Proposal of a Low Profile Piezoelectric Based Insole to Measure the Perpendicular Force Applied by a Cyclist

This paper presents the development of a one-dimensional force platform for the pedaling analysis in a bicycle using piezoelectric films. A 3D-printed insole was designed to accommodate an array of Polyvinylidene Fluoride films without changing the pedaling characteristic. The sensor’s positioning sought to cover the point of contact between the shoe and the pedal. An instrumentation amplifier, a charge amplifier and an anti-aliasing filter with a cutoff frequency of 20Hz composed the conditioning circuit. The system dynamic calibration was executed with the application of mechanical impulses to the sensors’ surface using an impact hammer of model 8206 by Brüel and Kjær, and a chassis model NI SCXI-1600 acquired the output signal. Hence, the experimental transfer functions were defined for each one of the 20 channels of the system. The maximum linearity error was 5.98% for the channel #4 of the right insole and 5.81% for the channel #7 of the left insole. A NI USB-6289 board acquired the data coming from the trials with a bicycle.

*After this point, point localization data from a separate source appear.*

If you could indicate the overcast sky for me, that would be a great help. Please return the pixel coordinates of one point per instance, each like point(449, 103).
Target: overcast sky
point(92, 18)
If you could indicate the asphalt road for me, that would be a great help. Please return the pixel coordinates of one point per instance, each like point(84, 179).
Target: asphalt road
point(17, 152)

In the collected data analysis, it was possible to define the pedaling phases by observing the sum of all channels for each insole. The average value for the maximum force applied on the right insole was 235.8 N, and the average value for the maximum force applied on the left insole was 223.2 N. It was possible to map the zones of greater and minor activation during the movement via a single channel analysis for each insole, being the regions of greatest activation located at the top of the medial forefoot region (right foot), and at the bottom of the lateral forefoot region (left side). The regions with the least activation are at the bottom of the medial forefoot region (at the end of the medial longitudinal arch) on both sides.